To compare the effect of the schedule change, HPDPS deployed the Druid app and the Druid Enterprise system. The goal was to assess officers’ fitness for duty at both the beginning and end of their shifts under both schedules.

The fatigue study was conducted in two phases. In Phase 1, previously reported a year ago, Impairment Science, Inc. (ISI) assessed the 24/48 schedule over a six-week period with 42 officers participating. A subset of this group took part in the 48/96 experimental schedule. The positive outcome led to rolling

out the 48/96 schedule the following spring with 36 officers participating over another six-week period.

The findings showed that the average start-of-shift scores during Phase 2 were significantly lower than the Phase 1, with a decrease (5.6 points). The decrease in the average end-of-shift scores during Phase 2 were also highly significant (4.6 points). The results of the study appear in a White Paper recently made available on the ISI website.

These findings confirm what the officers reported in HPDPS qualitative surveys. With the 48/96 schedule, 67% reported being “satisfied” or “very satisfied” with their sleep, compared to only 16% when the 24/48 schedule was used.

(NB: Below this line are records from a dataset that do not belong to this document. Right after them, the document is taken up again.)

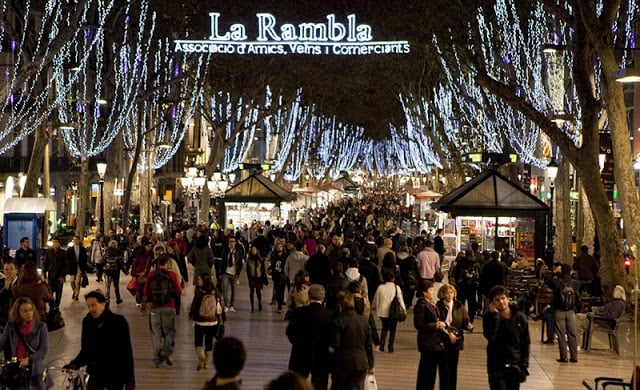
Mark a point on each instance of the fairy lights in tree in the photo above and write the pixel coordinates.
(92, 112)
(25, 83)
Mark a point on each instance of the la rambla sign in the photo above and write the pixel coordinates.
(344, 37)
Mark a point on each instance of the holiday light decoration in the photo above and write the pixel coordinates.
(25, 58)
(91, 121)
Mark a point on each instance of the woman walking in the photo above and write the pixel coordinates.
(204, 312)
(277, 259)
(257, 275)
(455, 315)
(26, 339)
(433, 355)
(382, 303)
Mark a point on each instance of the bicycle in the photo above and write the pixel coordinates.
(66, 378)
(13, 376)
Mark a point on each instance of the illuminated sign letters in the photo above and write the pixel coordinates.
(333, 37)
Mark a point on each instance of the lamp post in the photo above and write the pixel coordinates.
(552, 173)
(102, 170)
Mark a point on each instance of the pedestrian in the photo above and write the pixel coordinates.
(229, 356)
(351, 345)
(54, 268)
(256, 275)
(565, 303)
(113, 263)
(506, 329)
(277, 258)
(456, 317)
(26, 338)
(232, 259)
(105, 347)
(433, 354)
(160, 290)
(382, 303)
(205, 313)
(308, 333)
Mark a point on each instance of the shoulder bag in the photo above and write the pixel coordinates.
(396, 312)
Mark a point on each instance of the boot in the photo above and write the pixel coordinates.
(201, 358)
(207, 358)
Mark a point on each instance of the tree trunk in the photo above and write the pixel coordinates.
(84, 189)
(30, 189)
(562, 240)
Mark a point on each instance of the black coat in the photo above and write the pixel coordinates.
(106, 349)
(425, 316)
(509, 339)
(308, 333)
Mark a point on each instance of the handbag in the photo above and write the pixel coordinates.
(396, 312)
(54, 319)
(220, 330)
(370, 382)
(85, 280)
(13, 376)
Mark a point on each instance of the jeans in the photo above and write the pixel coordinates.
(205, 333)
(56, 288)
(566, 325)
(228, 285)
(430, 363)
(388, 325)
(162, 323)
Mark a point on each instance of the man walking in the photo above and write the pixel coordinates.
(24, 253)
(105, 347)
(506, 329)
(566, 300)
(55, 268)
(161, 290)
(77, 261)
(230, 272)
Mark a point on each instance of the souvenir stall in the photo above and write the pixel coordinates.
(497, 214)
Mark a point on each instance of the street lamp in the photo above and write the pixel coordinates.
(552, 173)
(102, 170)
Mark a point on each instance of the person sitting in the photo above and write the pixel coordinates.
(612, 310)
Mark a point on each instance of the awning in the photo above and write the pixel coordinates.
(490, 194)
(36, 206)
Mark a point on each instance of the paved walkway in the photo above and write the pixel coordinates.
(268, 350)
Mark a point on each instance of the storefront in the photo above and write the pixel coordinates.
(497, 214)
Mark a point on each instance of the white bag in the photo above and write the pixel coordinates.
(370, 382)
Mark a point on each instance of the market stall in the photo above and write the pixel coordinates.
(497, 214)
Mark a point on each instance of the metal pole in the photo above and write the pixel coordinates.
(101, 226)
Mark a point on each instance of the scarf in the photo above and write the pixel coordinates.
(25, 330)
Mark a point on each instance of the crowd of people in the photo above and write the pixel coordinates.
(336, 275)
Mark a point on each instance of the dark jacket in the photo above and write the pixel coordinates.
(106, 349)
(351, 342)
(459, 320)
(509, 339)
(308, 333)
(555, 282)
(55, 263)
(74, 262)
(39, 341)
(424, 320)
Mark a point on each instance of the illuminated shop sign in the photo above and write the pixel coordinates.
(333, 37)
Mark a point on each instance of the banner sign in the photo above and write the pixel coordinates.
(332, 37)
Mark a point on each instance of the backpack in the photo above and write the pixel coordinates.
(207, 311)
(469, 275)
(567, 295)
(111, 263)
(160, 288)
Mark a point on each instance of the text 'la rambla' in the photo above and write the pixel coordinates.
(268, 30)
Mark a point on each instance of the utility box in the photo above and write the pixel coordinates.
(24, 217)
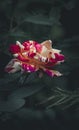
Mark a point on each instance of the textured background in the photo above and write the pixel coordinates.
(39, 20)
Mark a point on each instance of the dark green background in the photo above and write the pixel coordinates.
(39, 20)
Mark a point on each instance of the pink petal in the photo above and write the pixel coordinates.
(59, 57)
(13, 66)
(52, 73)
(14, 49)
(29, 68)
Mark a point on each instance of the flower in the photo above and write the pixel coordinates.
(30, 56)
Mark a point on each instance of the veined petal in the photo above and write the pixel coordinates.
(13, 66)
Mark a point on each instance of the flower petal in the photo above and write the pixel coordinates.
(13, 66)
(52, 73)
(14, 49)
(47, 44)
(29, 68)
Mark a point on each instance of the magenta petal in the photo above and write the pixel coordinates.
(49, 72)
(29, 68)
(59, 57)
(14, 49)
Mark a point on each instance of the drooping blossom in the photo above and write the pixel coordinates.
(31, 56)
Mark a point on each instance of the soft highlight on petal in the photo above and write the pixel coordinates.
(31, 56)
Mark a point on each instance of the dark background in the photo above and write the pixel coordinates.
(39, 20)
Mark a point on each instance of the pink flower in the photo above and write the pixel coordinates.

The HPDPS leadership team’s willingness to experiment with optional scheduling policies and procedures is exemplary. It also demonstrates the usefulness of the Druid app to monitor officers on a regular basis to inform both day-to-day and longer-term personnel decisions. Kilmer added “Your assistance and professionalism in helping us answer this question have paid dividends for our department".